According to National Finance spokesperson Nicola Willis, the report is a concerning insight into the state of the country’s financial health.
The report highlights the significant impact that rising interest rates are having on Kiwis who have borrowed heavily in recent years.
Despite falling house prices, mortgage arrears are on the rise, putting families under increasing financial pressure.
The report suggests that a quarter of outstanding mortgage debt was fixed during the period of ultra-low interest rates in 2021.
This means that many New Zealanders have yet to feel the full effects of rising interest rates, which are expected to continue to climb in the coming months.
Willis warns that many families will struggle to keep up with the cost of higher interest rates, as wages struggle to keep pace with inflation.
The report indicates that current interest rates exceed stress testing requirements set during the period of ultra-cheap lending, further exacerbating the financial pressure on households.
According to Willis, the current state of the country’s finances is a direct result of the Government’s failure to control inflation and interest rates.
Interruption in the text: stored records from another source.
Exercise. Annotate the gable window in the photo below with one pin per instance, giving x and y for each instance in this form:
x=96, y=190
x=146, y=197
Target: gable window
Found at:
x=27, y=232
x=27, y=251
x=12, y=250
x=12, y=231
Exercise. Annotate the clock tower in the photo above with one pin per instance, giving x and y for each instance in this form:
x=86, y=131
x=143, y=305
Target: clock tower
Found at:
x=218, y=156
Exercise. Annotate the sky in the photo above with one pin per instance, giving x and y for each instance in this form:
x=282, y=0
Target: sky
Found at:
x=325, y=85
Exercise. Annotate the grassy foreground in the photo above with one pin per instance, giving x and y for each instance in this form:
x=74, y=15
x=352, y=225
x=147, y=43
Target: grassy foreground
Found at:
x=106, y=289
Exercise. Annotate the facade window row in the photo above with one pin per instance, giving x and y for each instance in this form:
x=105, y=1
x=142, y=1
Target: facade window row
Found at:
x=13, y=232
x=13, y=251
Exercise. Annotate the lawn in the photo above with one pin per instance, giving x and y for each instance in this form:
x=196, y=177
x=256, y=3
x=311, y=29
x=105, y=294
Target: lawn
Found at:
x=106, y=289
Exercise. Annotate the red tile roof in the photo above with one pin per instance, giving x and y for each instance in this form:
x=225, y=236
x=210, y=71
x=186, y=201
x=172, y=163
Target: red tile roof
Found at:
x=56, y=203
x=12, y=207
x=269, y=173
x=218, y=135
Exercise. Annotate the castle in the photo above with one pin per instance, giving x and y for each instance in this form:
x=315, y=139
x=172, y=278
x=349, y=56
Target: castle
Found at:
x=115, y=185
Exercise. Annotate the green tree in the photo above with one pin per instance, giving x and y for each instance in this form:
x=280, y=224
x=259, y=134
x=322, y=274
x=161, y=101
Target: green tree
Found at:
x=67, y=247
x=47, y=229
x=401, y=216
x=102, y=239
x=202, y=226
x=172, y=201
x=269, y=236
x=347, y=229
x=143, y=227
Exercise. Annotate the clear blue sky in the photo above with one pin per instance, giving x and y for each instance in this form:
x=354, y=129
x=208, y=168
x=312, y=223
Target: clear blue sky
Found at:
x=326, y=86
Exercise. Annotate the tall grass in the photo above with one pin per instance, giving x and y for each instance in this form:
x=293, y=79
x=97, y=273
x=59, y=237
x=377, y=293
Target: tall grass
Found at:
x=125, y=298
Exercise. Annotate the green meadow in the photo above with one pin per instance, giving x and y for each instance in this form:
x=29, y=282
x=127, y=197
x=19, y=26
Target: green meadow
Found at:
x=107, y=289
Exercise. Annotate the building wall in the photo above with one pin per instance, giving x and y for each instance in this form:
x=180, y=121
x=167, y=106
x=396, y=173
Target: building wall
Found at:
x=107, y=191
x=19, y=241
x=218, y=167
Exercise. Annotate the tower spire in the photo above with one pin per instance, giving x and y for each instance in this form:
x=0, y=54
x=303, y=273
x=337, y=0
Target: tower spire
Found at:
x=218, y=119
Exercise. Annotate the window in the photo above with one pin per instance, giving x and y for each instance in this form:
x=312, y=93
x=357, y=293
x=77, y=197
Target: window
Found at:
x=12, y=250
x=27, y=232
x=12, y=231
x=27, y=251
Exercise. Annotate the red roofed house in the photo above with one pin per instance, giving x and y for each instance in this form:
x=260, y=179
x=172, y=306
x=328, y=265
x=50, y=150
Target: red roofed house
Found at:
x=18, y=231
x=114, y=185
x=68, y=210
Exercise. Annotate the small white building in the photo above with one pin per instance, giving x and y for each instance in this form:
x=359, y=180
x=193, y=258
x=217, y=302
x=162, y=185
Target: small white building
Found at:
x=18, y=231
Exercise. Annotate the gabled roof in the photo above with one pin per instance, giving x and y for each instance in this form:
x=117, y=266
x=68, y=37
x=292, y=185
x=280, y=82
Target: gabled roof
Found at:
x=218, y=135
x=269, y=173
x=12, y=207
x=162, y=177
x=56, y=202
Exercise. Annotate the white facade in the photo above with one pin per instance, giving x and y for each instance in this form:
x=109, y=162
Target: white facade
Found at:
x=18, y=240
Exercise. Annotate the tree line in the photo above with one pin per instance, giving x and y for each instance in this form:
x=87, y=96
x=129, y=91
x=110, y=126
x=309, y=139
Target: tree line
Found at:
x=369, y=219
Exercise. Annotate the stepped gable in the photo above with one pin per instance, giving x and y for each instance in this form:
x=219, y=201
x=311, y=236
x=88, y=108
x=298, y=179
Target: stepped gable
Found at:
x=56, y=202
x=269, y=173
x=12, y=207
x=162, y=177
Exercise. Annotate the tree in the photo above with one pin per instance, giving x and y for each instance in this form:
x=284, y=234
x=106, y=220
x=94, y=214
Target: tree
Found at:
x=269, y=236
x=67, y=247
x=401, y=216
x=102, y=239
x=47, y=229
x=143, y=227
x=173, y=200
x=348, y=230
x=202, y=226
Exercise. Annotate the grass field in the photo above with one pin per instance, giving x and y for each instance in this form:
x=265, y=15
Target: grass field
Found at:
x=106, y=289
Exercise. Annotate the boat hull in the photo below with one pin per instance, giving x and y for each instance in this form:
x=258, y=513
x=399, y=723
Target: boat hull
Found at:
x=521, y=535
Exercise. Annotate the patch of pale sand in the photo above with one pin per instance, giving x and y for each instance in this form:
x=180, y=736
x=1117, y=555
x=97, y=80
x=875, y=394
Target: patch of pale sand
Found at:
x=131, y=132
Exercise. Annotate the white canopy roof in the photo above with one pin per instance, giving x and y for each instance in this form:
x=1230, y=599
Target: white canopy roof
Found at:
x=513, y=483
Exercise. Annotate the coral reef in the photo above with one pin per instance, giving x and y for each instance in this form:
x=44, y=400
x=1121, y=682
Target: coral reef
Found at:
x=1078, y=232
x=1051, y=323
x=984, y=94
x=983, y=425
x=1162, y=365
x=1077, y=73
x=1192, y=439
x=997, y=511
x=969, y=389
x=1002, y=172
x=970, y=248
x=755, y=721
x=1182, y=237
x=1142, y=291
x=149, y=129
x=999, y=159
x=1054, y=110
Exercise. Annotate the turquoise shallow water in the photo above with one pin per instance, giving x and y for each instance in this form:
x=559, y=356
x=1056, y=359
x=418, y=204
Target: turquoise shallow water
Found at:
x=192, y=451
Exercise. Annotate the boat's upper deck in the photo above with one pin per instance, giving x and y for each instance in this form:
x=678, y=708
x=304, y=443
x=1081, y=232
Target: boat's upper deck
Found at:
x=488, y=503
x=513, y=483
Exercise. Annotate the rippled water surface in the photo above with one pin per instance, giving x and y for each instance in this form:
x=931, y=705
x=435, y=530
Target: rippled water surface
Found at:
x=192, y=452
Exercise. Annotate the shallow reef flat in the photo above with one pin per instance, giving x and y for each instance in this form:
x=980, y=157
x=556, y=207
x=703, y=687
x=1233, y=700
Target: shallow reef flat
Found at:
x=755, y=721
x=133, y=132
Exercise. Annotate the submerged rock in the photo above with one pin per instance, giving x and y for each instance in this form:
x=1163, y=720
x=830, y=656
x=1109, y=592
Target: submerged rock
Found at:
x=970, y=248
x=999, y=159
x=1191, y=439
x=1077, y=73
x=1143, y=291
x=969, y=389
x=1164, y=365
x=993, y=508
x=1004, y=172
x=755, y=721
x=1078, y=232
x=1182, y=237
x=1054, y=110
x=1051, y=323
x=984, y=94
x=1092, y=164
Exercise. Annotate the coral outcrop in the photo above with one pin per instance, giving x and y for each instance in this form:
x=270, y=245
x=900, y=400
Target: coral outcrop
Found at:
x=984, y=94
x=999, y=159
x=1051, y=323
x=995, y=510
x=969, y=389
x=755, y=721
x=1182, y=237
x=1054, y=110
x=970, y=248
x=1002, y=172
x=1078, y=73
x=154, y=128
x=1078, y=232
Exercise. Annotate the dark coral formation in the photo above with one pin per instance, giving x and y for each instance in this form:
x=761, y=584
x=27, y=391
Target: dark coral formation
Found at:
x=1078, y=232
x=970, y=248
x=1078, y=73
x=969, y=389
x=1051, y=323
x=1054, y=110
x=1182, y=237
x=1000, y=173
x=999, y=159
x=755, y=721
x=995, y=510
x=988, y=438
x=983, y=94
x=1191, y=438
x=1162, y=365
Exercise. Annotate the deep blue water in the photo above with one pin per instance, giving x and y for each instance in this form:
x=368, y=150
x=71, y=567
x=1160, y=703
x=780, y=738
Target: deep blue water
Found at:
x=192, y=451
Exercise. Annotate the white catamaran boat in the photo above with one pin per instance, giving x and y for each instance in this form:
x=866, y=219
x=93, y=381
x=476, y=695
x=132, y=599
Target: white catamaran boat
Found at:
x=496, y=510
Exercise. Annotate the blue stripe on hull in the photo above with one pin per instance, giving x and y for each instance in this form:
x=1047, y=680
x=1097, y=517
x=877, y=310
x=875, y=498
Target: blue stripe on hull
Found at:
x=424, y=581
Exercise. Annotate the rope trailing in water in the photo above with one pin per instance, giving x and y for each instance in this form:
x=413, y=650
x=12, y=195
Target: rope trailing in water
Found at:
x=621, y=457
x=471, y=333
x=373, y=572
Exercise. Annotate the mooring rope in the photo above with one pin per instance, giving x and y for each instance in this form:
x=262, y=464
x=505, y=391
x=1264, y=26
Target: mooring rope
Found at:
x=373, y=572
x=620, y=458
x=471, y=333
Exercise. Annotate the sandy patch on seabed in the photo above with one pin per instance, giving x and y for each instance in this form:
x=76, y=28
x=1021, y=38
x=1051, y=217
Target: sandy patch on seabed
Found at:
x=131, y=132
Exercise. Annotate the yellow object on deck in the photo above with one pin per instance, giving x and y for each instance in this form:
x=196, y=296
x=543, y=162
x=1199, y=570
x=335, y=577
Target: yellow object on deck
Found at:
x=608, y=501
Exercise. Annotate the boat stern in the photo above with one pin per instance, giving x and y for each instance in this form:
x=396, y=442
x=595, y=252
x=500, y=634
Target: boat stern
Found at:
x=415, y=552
Despite warnings that unchecked government spending and economic policies would lead to further inflation, the Labour government failed to take appropriate action.
With a new Prime Minister in place, Willis is calling for a real economic plan to address the growing financial strain on New Zealanders.
“The National party has put forward a plan to fight inflation and lift incomes for all, including controlling government spending, returning the Reserve Bank to a single mandate” Willis said.